Saturday, November 29, 2014

How to Be An Awesome Minor Character, Part 1

It’s all about the hero’s journey.  A call to adventure, discovery, an epic battle, transformation, return to normal life.  We are all warriors, and God is writing our epic story.  We are the heroes, and the center of the universe… oh wait.  Maybe not the center of the universe, but pretty central, anyway.  At least, for me, everything I am involved in, I am there (unless I have fallen asleep or am daydreaming).
            When we read the Bible, we look for ourselves in it, how God has predestined us or chosen us before the foundations of the universe, and how we are to become all that we can be.  It’s typically on an individual level, this looking for ourselves in the Bible.  Our individual promises.  Our individual call to destiny.
            Don’t get me wrong, I am not saying that we don’t have an awesome, amazing identity in Christ.  I am not saying we don’t have an individual relationship with the Creator of the Universe.  A personal relationship and understanding and experience of God’s love are central to the Christian experience.  But not many people take a moment to think that perhaps the story that we are involved in doesn’t center around us.  Perhaps we are not the main characters.  Perhaps we are the supporting characters.  The important minor character in someone else’s story, set there to change the course of their lives.
            I am not undermining each person’s individual life.  I am not saying God isn’t writing a story in each of us and that each person doesn’t have a purpose.  But I am challenging the “all about me” perspective that I have too.  What if it is not about you or I.  What if the main character is supposed to be Jesus?
            I’ve recently read Luke Chapter 2.  The first part is the very familiar Christmas story about the angels appearing to shepherds keeping their flocks in the fields at night, Mary is treasuring things in her heart.  It’s a long chapter, and my Bible at least breaks it up at verse 22 into another story about Jesus being presented in the temple.
            I don’t know about you, but there is not one, but there are two incredible minor characters in this story about Jesus that absolutely blow my mind.

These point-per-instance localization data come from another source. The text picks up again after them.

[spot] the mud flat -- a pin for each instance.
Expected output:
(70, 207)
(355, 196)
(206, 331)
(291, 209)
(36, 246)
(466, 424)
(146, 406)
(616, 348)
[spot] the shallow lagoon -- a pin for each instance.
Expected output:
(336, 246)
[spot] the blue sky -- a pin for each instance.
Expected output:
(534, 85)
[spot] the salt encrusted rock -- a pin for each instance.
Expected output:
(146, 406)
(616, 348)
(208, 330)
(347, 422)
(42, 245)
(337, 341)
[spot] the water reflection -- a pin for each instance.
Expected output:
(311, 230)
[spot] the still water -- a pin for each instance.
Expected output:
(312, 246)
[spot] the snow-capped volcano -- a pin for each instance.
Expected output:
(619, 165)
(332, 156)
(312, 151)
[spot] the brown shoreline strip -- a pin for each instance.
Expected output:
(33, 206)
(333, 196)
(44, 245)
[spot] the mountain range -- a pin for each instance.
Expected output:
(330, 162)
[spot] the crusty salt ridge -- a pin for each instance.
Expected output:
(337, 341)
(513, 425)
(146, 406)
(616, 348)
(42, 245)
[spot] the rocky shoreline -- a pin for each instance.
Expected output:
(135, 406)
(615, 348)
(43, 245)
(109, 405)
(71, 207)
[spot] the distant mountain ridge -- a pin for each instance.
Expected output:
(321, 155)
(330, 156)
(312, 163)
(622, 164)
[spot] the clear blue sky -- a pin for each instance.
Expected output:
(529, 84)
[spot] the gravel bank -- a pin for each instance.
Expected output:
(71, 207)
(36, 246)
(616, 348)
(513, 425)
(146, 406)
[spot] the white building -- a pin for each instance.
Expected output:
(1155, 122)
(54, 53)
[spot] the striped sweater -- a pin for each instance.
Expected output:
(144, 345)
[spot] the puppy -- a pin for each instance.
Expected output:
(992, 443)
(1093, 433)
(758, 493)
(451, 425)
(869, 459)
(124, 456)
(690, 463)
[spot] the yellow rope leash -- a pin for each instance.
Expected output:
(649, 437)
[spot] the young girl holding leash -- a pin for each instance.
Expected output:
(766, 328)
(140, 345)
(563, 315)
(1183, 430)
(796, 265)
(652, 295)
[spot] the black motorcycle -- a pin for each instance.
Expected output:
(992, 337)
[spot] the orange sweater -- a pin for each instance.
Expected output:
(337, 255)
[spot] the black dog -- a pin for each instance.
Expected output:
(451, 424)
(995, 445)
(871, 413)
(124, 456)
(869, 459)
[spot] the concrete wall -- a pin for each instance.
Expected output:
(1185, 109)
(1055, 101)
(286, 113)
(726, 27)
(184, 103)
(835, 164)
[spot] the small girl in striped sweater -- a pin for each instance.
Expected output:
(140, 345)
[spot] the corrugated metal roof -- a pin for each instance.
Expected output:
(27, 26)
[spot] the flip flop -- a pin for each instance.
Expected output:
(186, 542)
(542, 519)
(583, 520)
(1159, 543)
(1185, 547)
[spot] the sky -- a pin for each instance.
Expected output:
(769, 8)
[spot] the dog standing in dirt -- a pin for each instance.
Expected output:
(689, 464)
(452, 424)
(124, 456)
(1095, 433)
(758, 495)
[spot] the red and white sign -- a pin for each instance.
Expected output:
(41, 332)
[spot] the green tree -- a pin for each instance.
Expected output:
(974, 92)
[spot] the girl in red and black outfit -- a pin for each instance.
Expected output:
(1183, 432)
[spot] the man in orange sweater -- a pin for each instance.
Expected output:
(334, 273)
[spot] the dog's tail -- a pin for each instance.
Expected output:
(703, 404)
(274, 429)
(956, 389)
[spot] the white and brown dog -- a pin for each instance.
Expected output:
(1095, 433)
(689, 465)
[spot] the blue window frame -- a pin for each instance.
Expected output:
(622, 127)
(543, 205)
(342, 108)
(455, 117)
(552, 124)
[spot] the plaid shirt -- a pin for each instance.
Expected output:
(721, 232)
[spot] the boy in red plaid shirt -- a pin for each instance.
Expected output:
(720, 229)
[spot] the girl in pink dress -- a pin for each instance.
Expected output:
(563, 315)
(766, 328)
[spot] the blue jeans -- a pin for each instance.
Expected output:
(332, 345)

            Luke 2:25- 28 (with 28 abbreviated) says:
25And there was a man in Jerusalem whose name was Simeon; and this man was righteous and devout, looking for the consolation of Israel; and the Holy Spirit was upon him. 26And it had been revealed to him by the Holy Spirit that he would not see death before he had seen the Lord’s Christ. 27And he came in the Spirit into the temple; and when the parents brought in the child Jesus, to carry out for Him the custom of the Law, 28then he took Him into his arms, and blessed God…
           
            All Simeon does in this story is tell Joseph and Mary a few things that amaze them, perhaps to encourage them in the difficult path they are walking.  Joseph, maybe, might have struggled inwardly at the public humiliation of marrying a wife who was pregnant out-of-wedlock, and Mary at this point might have wondered if she really saw an angel of the Lord (at least, I might have started doubting after changing Jesus’s nappies for so long).  Who really knows what was going on in their minds.  All we know is that Luke, a believing physician, thought to record a few words spoken by a man named Simeon, and we never hear about Simeon again (at least not to my knowledge).
            There are a few cool things about Simeon as a minor character that strike me as a writer.  Simeon was known to be righteous and devout—a lifestyle that takes more than just attending a few meetings at the synagogue or local church, or thinking in your head occasionally that you think God is real.  This minor character Simeon lived a life that was purposefully seeking after the Lord, which takes time and commitment and sometimes many years of it.  The other thing that strikes me about Simeon is that he is one of the first people in Jesus’s life to be described as having the Holy Spirit.
              I haven’t really done a study on this, perhaps it’s just merely a way that Luke chose to describe the fact that Simeon had communion with the spirit of God, as I know Jesus says later on in his life that he has to leave so his disciples would receive the Holy Spirit.  All I know is that he “came in the Spirit” to the temple, he was willing to be led by God’s promptings in his comings and goings and then he spoke a prophetic word over God-in-the-flesh that came true! 
Not only that, but he had incredible faith to believe that he would see the Messiah before he died, even before he had any concrete reason to believe so.  This man, who probably took only a few moments of Jesus’s physical time on earth, had such an incredible backstory that were captured in a few sentences in the story of the main man, Jesus.  One could use their imagination to think of how many less-amazing versions of the story we could have had.
              Each one of us can take pointers from Simeon’s example to be the best minor character in God’s story that we can be.